Go to contents

100th Anniversary of the Birth of George Orwell

Posted June. 24, 2003 21:59,   

한국어

After the secret and common use of closed circuit cameras caused people worry, mobile phones with cameras have recently replaced the former nuisance. Self-indulgent adolescents in Korea secretly record their teachers inflicting corporal punishment on students and sometimes secretly take pictures underneath skirts of girl students or female teachers. This rampant mischievousness has finally provoked the government to consider regulatory measures on the carrying of camera phones in public places such as public baths and swimming pools. The thought of Big Brother has entered deep into people`s minds and is reminiscent of George Orwell’s novel “1984”, which was published a century ago and depicted close monitoring by the government and unrestricted government power. Now the public`s eye has been replaced by that of the individual`s.

George Orwell was a man of freedom who strongly renounced political power. He opposed capitalism, imperialism, and communism as well. Among his publications, “Animal Farm” and “1984” were publicized in Korea as anti-communist novels, but in fact, they were satires which laughed at every form of power, seeking totalitarianism, beyond time and place. His die-hard sarcasm may target North Korea where every word and move is monitored or South Korea`s much-proud e-government, in which personal information falls into the hands of the central authority. This also can be the case in the U.S., which puts strains on the privacy of immigrants from the Middle East based on the pretext of war against terrorism.
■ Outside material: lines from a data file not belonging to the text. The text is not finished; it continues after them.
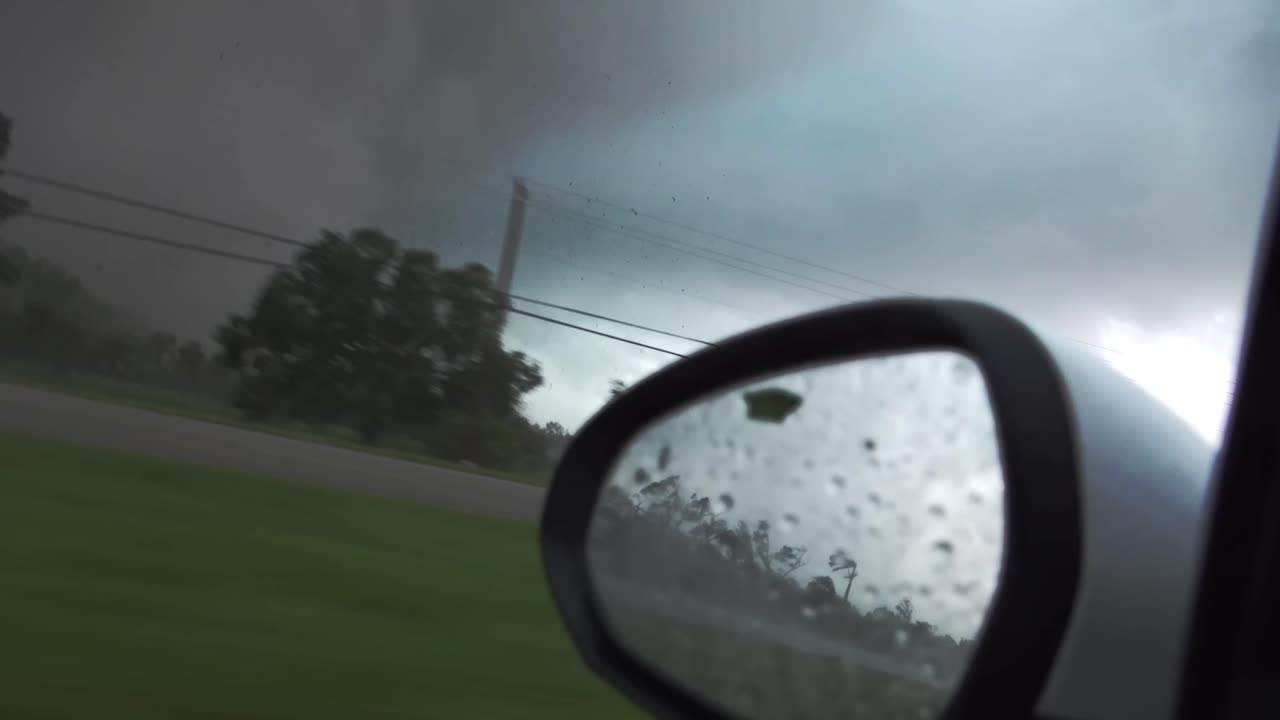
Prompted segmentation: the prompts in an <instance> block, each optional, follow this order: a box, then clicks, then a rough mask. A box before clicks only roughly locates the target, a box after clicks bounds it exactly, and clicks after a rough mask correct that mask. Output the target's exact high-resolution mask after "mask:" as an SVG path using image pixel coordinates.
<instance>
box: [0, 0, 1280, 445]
mask: <svg viewBox="0 0 1280 720" xmlns="http://www.w3.org/2000/svg"><path fill="white" fill-rule="evenodd" d="M943 5H945V4H937V3H924V1H919V0H881V1H874V0H873V1H868V3H852V1H826V3H823V1H800V0H796V1H794V3H764V1H760V3H742V1H732V3H731V1H727V0H726V1H705V3H696V4H691V3H677V1H666V3H623V1H585V0H584V1H579V3H573V1H568V0H564V1H549V3H520V1H515V0H512V1H506V3H498V1H468V3H463V1H457V3H372V1H365V3H320V1H306V3H218V4H207V3H200V4H197V3H184V1H172V0H170V1H156V3H111V4H101V3H37V1H29V3H9V4H6V10H5V22H4V23H3V24H0V111H4V113H6V114H10V115H12V117H13V118H14V120H15V131H14V138H13V140H14V145H13V149H12V151H10V154H9V159H8V164H9V165H10V167H13V168H18V169H23V170H27V172H33V173H40V174H46V176H52V177H58V178H64V179H69V181H73V182H79V183H83V184H88V186H92V187H100V188H104V190H110V191H113V192H116V193H120V195H128V196H133V197H140V199H145V200H148V201H154V202H159V204H165V205H172V206H175V208H180V209H184V210H191V211H197V213H202V214H207V215H212V217H216V218H219V219H225V220H229V222H234V223H241V224H246V225H251V227H256V228H261V229H265V231H270V232H275V233H282V234H288V236H293V237H298V238H308V237H311V236H314V233H315V232H316V231H317V229H319V228H321V227H330V228H351V227H357V225H367V224H374V225H380V227H383V228H385V229H388V231H390V232H393V233H394V234H397V236H398V237H401V238H402V240H403V241H404V242H406V243H408V245H413V246H422V247H431V249H434V250H436V251H439V252H440V254H442V255H443V256H444V259H445V260H447V261H449V263H461V261H467V260H479V261H483V263H486V264H489V265H492V266H493V265H495V264H497V259H498V251H499V243H500V234H502V228H503V224H504V220H506V209H507V195H508V191H509V182H511V181H509V178H511V177H512V176H513V174H520V176H524V177H527V178H530V179H531V181H536V183H535V184H532V186H531V190H532V193H531V200H530V208H529V218H527V228H526V234H525V247H524V252H522V256H521V261H520V265H518V268H517V273H516V283H515V291H516V292H517V293H521V295H526V296H531V297H538V299H543V300H548V301H552V302H558V304H564V305H573V306H580V307H585V309H588V310H591V311H595V313H602V314H607V315H612V316H618V318H623V319H627V320H631V322H636V323H643V324H648V325H652V327H657V328H663V329H669V331H673V332H678V333H682V334H690V336H694V337H699V338H705V340H716V338H718V337H723V336H726V334H730V333H733V332H736V331H740V329H744V328H746V327H750V325H753V324H756V323H760V322H765V320H769V319H777V318H782V316H787V315H791V314H796V313H800V311H805V310H810V309H815V307H822V306H828V305H833V304H837V302H844V301H851V300H864V299H867V297H868V296H883V295H901V293H904V292H913V293H922V295H945V296H961V297H972V299H979V300H984V301H989V302H995V304H997V305H1000V306H1002V307H1005V309H1007V310H1011V311H1014V313H1016V314H1019V315H1020V316H1023V318H1025V319H1028V320H1032V322H1034V323H1038V324H1039V325H1042V327H1044V328H1050V329H1052V331H1056V332H1059V333H1062V334H1064V336H1068V337H1071V338H1075V340H1076V341H1079V342H1083V343H1091V346H1100V347H1094V350H1096V351H1097V352H1098V354H1101V355H1103V356H1106V357H1107V359H1108V360H1111V361H1112V363H1114V364H1115V365H1116V366H1117V368H1120V369H1121V370H1123V372H1125V373H1126V374H1129V375H1130V377H1134V378H1135V379H1137V380H1138V382H1139V383H1140V384H1143V386H1144V387H1147V388H1148V389H1149V391H1151V392H1153V393H1155V395H1157V396H1158V397H1160V398H1161V400H1164V401H1165V402H1166V404H1169V405H1170V406H1171V407H1174V409H1175V410H1176V411H1178V413H1179V414H1180V415H1183V416H1184V418H1187V419H1188V421H1189V423H1192V424H1193V425H1194V427H1196V428H1197V429H1198V430H1199V432H1201V433H1202V434H1204V436H1206V437H1213V436H1216V433H1217V430H1219V427H1220V423H1221V419H1222V414H1224V411H1225V409H1226V402H1228V400H1229V392H1230V391H1231V382H1230V378H1231V374H1233V373H1234V359H1235V352H1236V343H1238V337H1239V325H1240V323H1242V319H1243V302H1244V293H1245V290H1247V282H1248V277H1249V269H1251V268H1249V265H1251V259H1252V251H1253V243H1254V240H1256V231H1257V227H1258V220H1260V215H1261V206H1262V197H1263V191H1265V183H1266V176H1267V170H1268V164H1270V154H1271V150H1272V146H1274V143H1275V140H1276V131H1277V120H1280V10H1277V9H1276V5H1275V4H1274V3H1267V1H1266V0H1238V1H1229V3H1217V4H1206V3H1190V1H1183V0H1126V1H1123V3H1120V1H1115V0H1106V1H1103V0H1079V1H1061V3H1037V4H1034V8H1032V6H1029V5H1028V4H1024V3H1016V1H1012V0H1004V1H996V0H975V1H973V3H968V4H964V5H963V8H961V6H960V5H956V6H955V8H948V6H943ZM3 182H4V183H5V187H6V190H9V191H10V192H18V193H20V195H24V196H27V197H28V199H29V200H32V201H33V204H35V205H36V206H37V208H38V209H41V210H44V211H47V213H56V214H63V215H69V217H74V218H78V219H88V220H92V222H99V223H102V224H111V225H118V227H125V228H129V229H133V231H138V232H147V233H155V234H163V236H165V237H172V238H175V240H183V241H186V242H195V243H202V245H209V246H212V247H220V249H228V250H234V251H238V252H251V254H255V255H260V256H264V258H274V259H284V258H288V256H289V249H287V247H280V246H273V245H271V243H269V242H265V241H261V240H253V238H246V237H239V236H236V234H232V233H228V232H225V231H219V229H212V228H207V227H201V225H196V224H191V223H180V222H177V220H173V219H169V218H163V217H155V215H151V214H146V213H142V211H138V210H132V209H125V208H120V206H114V205H111V204H106V202H101V201H92V200H87V199H82V197H76V196H70V195H67V193H59V192H54V191H50V190H44V188H40V187H36V186H31V184H28V183H23V182H20V181H18V179H14V178H6V179H4V181H3ZM3 237H4V240H5V241H9V242H15V243H22V245H26V246H28V247H31V249H32V250H35V251H37V252H41V254H45V255H47V256H50V258H54V259H56V260H60V261H64V263H67V264H68V265H69V266H70V268H72V269H73V270H76V272H79V273H81V274H82V275H83V277H84V279H86V282H87V283H88V284H90V287H91V288H93V290H96V291H99V292H100V293H102V295H104V296H106V297H108V299H110V300H114V301H116V302H120V304H122V305H124V306H127V307H128V309H131V310H132V311H134V313H137V314H138V315H141V316H142V318H145V319H146V320H147V322H150V323H152V324H155V325H157V327H164V328H169V329H172V331H174V332H178V333H180V334H186V336H195V337H205V336H207V333H209V332H210V331H211V328H212V327H214V324H215V323H216V322H219V320H220V319H223V318H224V316H225V315H227V314H228V313H230V311H236V310H241V309H243V307H244V305H246V304H247V302H248V301H250V300H251V297H252V293H253V291H255V290H256V287H257V284H259V283H260V282H261V279H262V277H264V273H262V270H261V269H259V268H253V266H247V265H243V264H238V263H234V261H230V260H223V259H216V258H209V256H200V255H192V254H187V252H182V251H178V250H166V249H160V247H155V246H146V245H138V243H132V242H129V241H123V240H114V238H109V237H102V236H95V234H92V233H84V232H81V231H70V229H65V228H54V227H49V225H44V224H40V223H37V222H35V220H29V219H27V220H22V219H18V220H13V222H10V223H8V224H6V225H5V227H4V229H3ZM699 249H700V250H699ZM696 255H701V258H699V256H696ZM797 260H799V261H797ZM547 314H549V315H554V316H557V318H562V319H566V320H572V322H577V323H582V324H585V325H589V327H594V328H598V329H602V331H605V332H616V333H617V334H625V336H627V337H632V338H635V340H640V341H644V342H649V343H653V345H660V346H664V347H669V348H672V350H675V351H680V352H685V351H689V350H692V348H694V347H695V346H694V345H691V343H687V342H682V341H677V340H672V338H663V337H662V336H653V334H649V333H645V332H643V331H636V329H628V328H618V327H613V325H609V324H607V323H598V322H594V320H588V319H584V318H573V316H571V315H566V314H563V313H557V311H552V310H548V311H547ZM508 342H509V345H512V346H513V347H517V348H521V350H525V351H526V352H529V354H530V355H532V356H534V357H535V359H536V360H538V361H539V363H540V364H541V366H543V370H544V374H545V377H547V380H548V382H547V384H545V387H544V388H541V389H539V391H538V392H536V393H534V395H532V396H530V397H529V401H527V409H526V410H527V413H529V415H530V416H532V418H534V419H535V420H539V421H545V420H558V421H561V423H564V424H566V425H570V427H576V425H577V424H579V423H580V421H581V420H582V419H585V418H586V416H588V415H589V414H590V413H591V411H593V410H594V409H595V407H596V406H598V405H599V404H600V402H602V401H603V400H604V397H605V393H607V389H608V382H609V379H611V378H621V379H625V380H634V379H636V378H639V377H641V375H643V374H645V373H648V372H650V370H653V369H655V368H658V366H660V365H662V364H663V363H667V361H669V360H671V357H669V356H664V355H662V354H657V352H653V351H648V350H641V348H636V347H634V346H627V345H622V343H617V342H613V341H608V340H604V338H599V337H594V336H589V334H585V333H580V332H575V331H572V329H567V328H558V327H552V325H547V324H544V323H539V322H536V320H531V319H516V320H513V322H512V324H511V328H509V333H508ZM1103 348H1106V350H1103Z"/></svg>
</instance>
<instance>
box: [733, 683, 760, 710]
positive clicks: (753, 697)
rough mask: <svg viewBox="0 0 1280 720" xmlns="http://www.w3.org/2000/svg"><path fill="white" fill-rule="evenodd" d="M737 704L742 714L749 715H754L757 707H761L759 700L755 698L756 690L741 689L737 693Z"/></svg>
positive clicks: (750, 688)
Putting Orwell’s gifted intuition into the very essence of the world aside, he was superb in coining words. Oxford English Dictionary says that it was George Orwell who first used the term, “cold war”. Newspeak, in “1984”, was an official language people used solely by the throat, free from the brain. Thanks to the term “crimethink”, which meant every word implicating freedom and equality, we no longer know the fact that the word “equal” originally had any political implications. He believed that disguised political language lies to sound of nothing but the truth, which still holds true. Examples include “realizing prices” instead of inflation and “dialogue and compromise” to mean the government’s submission to unionists, to name a few.

It was recently known that the writer who hated Big Brother and authority the most once cooperated with the information agency of the U.K. to gain a woman‘s affection. This draws more attention to his birthday commemoration. According to The Guardian, Orwell gave a list of 38 including Charlie Chaplin and E.H. Carr who were suspected of being communists over to the information authority upon the request of an information agent of the beauty. Considering that it was just a year before his death, one may wonder whether he prioritized love over any belief or value.